Objective:

To report a rare case of cerebellar syndrome associated with a pathogenic SOD1 variant.

Background:

Pathogenic variants in the SOD1 gene are the second most common cause of genetic amyotrophic lateral sclerosis (ALS). While SOD1-related ALS nearly always manifests with motor neuron features, cerebellar involvement has been rarely described.

Design/Methods:

Clinical and genetic feaatures of patient with cerebellar syndrome was described.

Results:

A 45-year-old woman presented with a one-year history of progressive imbalance and a four-month history of hand clumsiness and mild dysarthria. Her parents were consanguineous, and family history was absent for neurological disease. Neurological examination revealed cerebellar dysarthria, truncal and appendicular ataxia, hyperreflexia, and bilateral Babinski sign without muscle weakness.
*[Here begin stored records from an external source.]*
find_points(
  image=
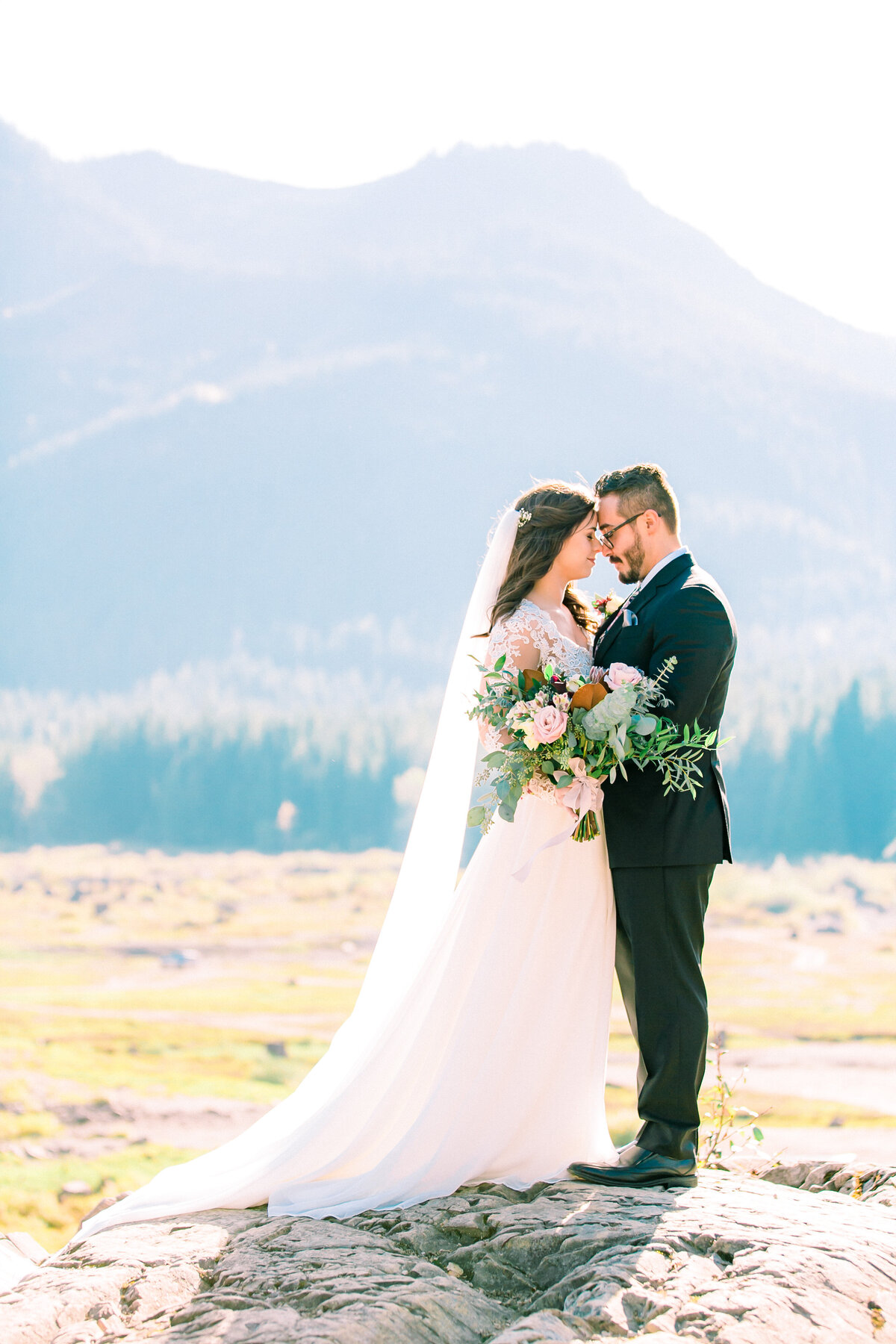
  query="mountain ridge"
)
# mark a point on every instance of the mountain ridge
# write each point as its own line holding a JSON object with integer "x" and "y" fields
{"x": 222, "y": 359}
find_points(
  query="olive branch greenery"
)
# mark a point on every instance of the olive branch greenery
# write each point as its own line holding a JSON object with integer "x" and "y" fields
{"x": 620, "y": 730}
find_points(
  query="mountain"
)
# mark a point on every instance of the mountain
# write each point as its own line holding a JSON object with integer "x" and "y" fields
{"x": 245, "y": 416}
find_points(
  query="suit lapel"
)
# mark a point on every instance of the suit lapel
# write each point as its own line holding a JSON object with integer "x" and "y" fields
{"x": 637, "y": 604}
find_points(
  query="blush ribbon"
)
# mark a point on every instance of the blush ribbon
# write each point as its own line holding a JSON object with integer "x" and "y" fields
{"x": 579, "y": 797}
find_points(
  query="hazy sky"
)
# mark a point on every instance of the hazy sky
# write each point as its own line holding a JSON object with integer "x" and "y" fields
{"x": 768, "y": 125}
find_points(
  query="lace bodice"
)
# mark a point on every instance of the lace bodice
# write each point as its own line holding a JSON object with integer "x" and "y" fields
{"x": 529, "y": 624}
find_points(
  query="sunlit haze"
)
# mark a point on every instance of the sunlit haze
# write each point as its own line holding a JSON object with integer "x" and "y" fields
{"x": 766, "y": 125}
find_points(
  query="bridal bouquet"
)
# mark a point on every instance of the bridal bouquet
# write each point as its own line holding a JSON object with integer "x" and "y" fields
{"x": 563, "y": 737}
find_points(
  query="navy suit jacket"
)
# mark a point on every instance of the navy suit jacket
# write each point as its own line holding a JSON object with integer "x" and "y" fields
{"x": 682, "y": 612}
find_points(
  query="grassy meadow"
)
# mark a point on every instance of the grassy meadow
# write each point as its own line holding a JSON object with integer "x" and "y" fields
{"x": 146, "y": 998}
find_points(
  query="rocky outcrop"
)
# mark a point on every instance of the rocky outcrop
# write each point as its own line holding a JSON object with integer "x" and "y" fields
{"x": 735, "y": 1261}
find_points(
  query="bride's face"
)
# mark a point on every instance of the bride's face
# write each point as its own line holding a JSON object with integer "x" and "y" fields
{"x": 579, "y": 551}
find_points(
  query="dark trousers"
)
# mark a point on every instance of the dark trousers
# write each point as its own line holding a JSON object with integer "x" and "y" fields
{"x": 660, "y": 914}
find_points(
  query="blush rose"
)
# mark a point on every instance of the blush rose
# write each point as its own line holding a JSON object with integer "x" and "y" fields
{"x": 548, "y": 724}
{"x": 620, "y": 675}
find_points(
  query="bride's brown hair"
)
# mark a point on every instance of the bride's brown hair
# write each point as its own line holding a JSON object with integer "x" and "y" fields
{"x": 556, "y": 510}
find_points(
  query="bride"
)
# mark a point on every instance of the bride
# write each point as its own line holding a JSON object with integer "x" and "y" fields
{"x": 477, "y": 1046}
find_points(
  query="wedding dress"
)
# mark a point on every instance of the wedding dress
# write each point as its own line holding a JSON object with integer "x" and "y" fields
{"x": 477, "y": 1048}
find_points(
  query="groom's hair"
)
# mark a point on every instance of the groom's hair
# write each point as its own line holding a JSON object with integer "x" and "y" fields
{"x": 641, "y": 487}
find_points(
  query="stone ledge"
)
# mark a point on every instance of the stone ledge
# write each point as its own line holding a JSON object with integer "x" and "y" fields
{"x": 735, "y": 1261}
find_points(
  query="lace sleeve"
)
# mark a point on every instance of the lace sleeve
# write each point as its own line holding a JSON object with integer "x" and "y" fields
{"x": 517, "y": 636}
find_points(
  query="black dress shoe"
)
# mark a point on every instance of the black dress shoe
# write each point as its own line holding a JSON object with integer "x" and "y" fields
{"x": 640, "y": 1167}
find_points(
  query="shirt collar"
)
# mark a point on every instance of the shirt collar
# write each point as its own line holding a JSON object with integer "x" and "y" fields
{"x": 660, "y": 564}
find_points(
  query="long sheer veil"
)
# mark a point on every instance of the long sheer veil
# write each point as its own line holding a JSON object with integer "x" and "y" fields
{"x": 309, "y": 1132}
{"x": 425, "y": 889}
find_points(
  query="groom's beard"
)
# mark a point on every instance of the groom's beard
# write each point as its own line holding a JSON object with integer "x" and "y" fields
{"x": 632, "y": 564}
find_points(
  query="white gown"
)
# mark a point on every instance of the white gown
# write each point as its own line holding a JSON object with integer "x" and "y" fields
{"x": 491, "y": 1066}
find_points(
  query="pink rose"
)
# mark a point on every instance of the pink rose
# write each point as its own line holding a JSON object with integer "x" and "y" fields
{"x": 548, "y": 725}
{"x": 620, "y": 675}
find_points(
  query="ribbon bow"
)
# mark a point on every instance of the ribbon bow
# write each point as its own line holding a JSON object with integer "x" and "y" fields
{"x": 579, "y": 797}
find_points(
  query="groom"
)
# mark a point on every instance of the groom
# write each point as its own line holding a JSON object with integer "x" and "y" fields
{"x": 662, "y": 848}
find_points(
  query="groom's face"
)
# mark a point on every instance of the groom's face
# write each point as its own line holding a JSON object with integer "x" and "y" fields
{"x": 626, "y": 549}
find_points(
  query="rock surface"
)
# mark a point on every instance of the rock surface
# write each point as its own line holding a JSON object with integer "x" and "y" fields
{"x": 735, "y": 1261}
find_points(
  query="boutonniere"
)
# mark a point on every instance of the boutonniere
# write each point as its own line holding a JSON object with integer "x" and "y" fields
{"x": 606, "y": 606}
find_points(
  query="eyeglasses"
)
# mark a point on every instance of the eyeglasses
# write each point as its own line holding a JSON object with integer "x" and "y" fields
{"x": 605, "y": 538}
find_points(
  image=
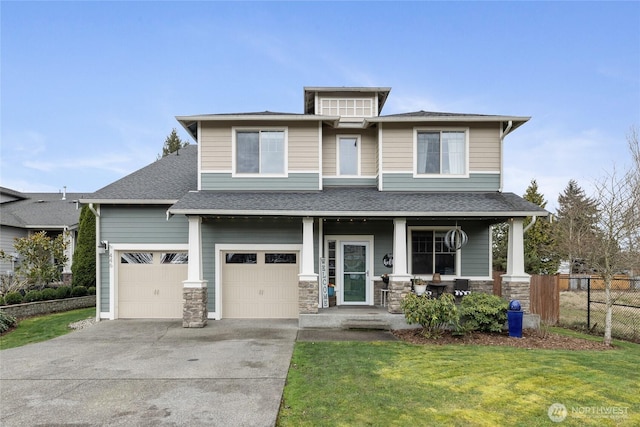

Electromyography showed no lower motor neuron involvement. Brain MRI demonstrated mild vermian atrophy, and cerebrospinal fluid analysis was normal. Evaluation for acquired ataxia causes, including anti-GAD antibodies, vitamin E level, paraneoplastic autoantibody panel, and malignancy screening, was unremarkable. Whole-exome sequencing identified a homozygous SOD1 Asp91Ala pathogenic variant. The patient’s asymptomatic parents and sister were heterozygous for the variant.

Conclusions:

Pathogenic SOD1 variants may rarely present with isolated cerebellar features, expanding the known clinical spectrum beyond classic ALS. Awareness of such atypical presentations is essential, as SOD1-related motor neuron disease is potentially treatable, and early recognition can have important prognostic and therapeutic implications. Recognition of atypical phenotypes is crucial for early diagnosis and treatment.